On-demand isn't the only way distributors are shifting the paradigm. Involving filmmakers more fully in marketing and distribution is another strategy some companies are using. After all, if the director's creative vision comes through clearly when a film is being promoted, it makes for a more cohesive package.

Adam Yauch (better known as MCA of the Beastie Boys) created the production and distribution company Oscilloscope Laboratories about a year ago with an eye toward being filmmaker-friendly. "Part of the structure of the company is doing a lot of the creative stuff in-house, in terms of poster design and trailers and the way the films are marketed, the DVD extras," he said. "I think a lot of distributors are much more just sort of like a business—like they could be selling toilet paper—and they farm out that creative work. The structure of this is a little more like an indie record label." The company released last year's indie hit Wendy and Lucy, which earned Independent Spirit nods for best feature and for Michelle Williams' lead performance.

Robinson also wants to involve the filmmakers he works with at Pure+Motive. "Most distributors take the film, write the filmmakers a check, and say, 'We know what's best—go away,' " he said. "We don't want to do that. We like filmmakers and we like the collaborative effort. If filmmakers want to do distribution through us, we'll be considering them an integral part of the team."

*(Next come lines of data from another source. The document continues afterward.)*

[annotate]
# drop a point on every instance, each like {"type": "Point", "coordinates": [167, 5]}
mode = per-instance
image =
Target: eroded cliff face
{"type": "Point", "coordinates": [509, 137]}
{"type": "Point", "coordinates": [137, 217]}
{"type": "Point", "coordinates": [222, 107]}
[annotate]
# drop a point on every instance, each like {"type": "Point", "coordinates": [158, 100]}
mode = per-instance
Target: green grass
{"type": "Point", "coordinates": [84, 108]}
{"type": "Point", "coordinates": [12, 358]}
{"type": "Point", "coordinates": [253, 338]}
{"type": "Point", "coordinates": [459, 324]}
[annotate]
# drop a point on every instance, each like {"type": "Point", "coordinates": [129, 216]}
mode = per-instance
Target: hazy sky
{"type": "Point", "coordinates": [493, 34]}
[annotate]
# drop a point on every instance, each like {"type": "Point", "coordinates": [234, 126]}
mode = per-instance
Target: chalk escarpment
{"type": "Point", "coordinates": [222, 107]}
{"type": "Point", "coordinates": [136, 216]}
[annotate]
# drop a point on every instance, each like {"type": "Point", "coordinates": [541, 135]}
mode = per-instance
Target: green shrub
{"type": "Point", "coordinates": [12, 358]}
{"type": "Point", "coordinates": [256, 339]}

Some directors, on the other hand, are cutting out the middleman entirely and distributing on their own. Marianna Palka received offers for her debut feature, Good Dick, after it bowed at Sundance in 2008, but "they didn't make any financial sense," she said. "The offers were like, 'We'll give you, like, $40,000 and we'll take all your DVD rights and maybe we'll put your movie in a theatre.' "

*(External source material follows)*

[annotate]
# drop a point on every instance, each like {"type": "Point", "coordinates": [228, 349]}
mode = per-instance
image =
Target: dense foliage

Palka and her fellow producers nabbed a deal for distribution in the United Kingdom but ultimately decided to bring Good Dick to the American masses on their own, with help from theatre booker Richard Abramowitz and indie film consultant Peter Broderick. "We released in six or seven cities in the States, and we went to each one individually and talked about the movie," said Palka. "We were kind of like a band, in a way."

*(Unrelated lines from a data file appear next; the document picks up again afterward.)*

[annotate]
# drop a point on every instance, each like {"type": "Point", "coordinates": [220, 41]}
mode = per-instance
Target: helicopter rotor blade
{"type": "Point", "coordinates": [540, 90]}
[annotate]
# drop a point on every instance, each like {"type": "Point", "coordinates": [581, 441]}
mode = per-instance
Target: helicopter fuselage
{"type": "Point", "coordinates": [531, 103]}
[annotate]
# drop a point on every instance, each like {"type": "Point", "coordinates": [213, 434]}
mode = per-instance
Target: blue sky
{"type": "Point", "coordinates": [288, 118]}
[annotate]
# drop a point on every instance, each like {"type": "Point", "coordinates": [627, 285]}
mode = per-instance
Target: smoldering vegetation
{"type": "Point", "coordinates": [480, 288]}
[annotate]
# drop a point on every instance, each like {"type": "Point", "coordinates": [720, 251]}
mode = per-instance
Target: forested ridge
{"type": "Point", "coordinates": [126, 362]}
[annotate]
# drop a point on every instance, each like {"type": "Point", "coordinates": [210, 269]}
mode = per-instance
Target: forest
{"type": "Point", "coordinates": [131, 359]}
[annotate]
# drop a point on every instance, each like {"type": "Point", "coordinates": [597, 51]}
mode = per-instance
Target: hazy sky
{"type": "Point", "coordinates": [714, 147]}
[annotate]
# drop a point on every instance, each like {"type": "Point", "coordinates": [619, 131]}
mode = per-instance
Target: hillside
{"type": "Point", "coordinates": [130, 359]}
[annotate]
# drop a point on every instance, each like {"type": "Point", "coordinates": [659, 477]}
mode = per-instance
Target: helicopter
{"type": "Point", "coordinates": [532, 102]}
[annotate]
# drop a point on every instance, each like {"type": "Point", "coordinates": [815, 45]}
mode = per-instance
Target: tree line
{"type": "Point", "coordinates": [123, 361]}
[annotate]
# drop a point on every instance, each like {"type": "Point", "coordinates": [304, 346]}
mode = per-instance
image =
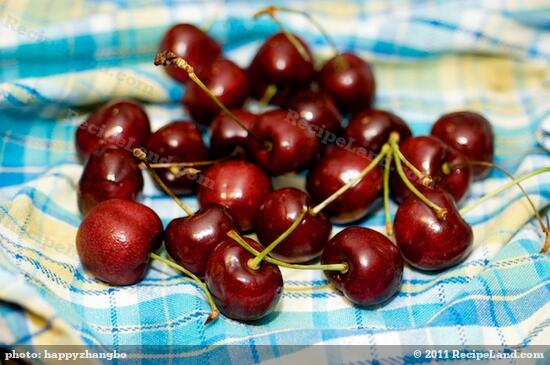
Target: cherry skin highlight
{"type": "Point", "coordinates": [191, 44]}
{"type": "Point", "coordinates": [179, 141]}
{"type": "Point", "coordinates": [375, 266]}
{"type": "Point", "coordinates": [121, 123]}
{"type": "Point", "coordinates": [351, 85]}
{"type": "Point", "coordinates": [471, 134]}
{"type": "Point", "coordinates": [191, 240]}
{"type": "Point", "coordinates": [427, 242]}
{"type": "Point", "coordinates": [227, 81]}
{"type": "Point", "coordinates": [114, 240]}
{"type": "Point", "coordinates": [109, 173]}
{"type": "Point", "coordinates": [277, 213]}
{"type": "Point", "coordinates": [242, 293]}
{"type": "Point", "coordinates": [337, 167]}
{"type": "Point", "coordinates": [240, 186]}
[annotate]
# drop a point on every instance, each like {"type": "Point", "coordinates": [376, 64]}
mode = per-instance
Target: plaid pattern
{"type": "Point", "coordinates": [429, 58]}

Gravitas Ventures, a licenser and programmer of video-on-demand content, recently made Good Dick available on a variety of on-demand platforms. Palka couldn't be happier at how self-distribution has worked out for the film. "If you have the intention of saying something that's positive with your film, then part of that positive message can be that artists should keep the rights to their movies," she said. "When I'm a 55-year-old lady and when I'm an 85-year-old lady, I'm still going to be organizing what's going on with Good Dick."

Blank Page, Open Mind


So how can filmmakers best navigate the shifting landscape of indie distribution? Scott Prendergast, whose debut feature, Kabluey—starring Lisa Kudrow, Chris Parnell, and Teri Garr—was released last year by Regent Releasing, said the key is to keep it in mind from the start.

"I think you have to think about the distribution of your film the minute you sit down to write your script," he said. "For me, I was thinking, 'I'm an unknown, I've never made a feature film, and I want to write and direct and act in my own movie. How am I going to get my movie into theatres? Well, I'm going to have to get some big names in the movie. And the movie's going to have to have something sort of catchy, like a visual image. And we'll have to make some stickers and we'll have to have a good marketing campaign.' "

Initially a five-city release was planned. After the film did well in its opening weekend and got a glowing review in The New York Times, Regent Releasing expanded it. "They quadrupled our release because The New York Times said, 'Hey, this is a great movie,' " Prendergast said. "Literally, the phone started to ring within minutes, and people were saying, 'We want the movie.' "

Given how tough it is to get a film distributed even in good times, said Newton, filmmakers should be open to less-traditional methods: "Don't say, 'No, I'm only going to wait for this company to pick it up' or 'I'm only going to do it if I get into Cannes.' Be open to anything. If it comes down to you projecting it in your living room for 20 people, that's 20 more people that have seen it."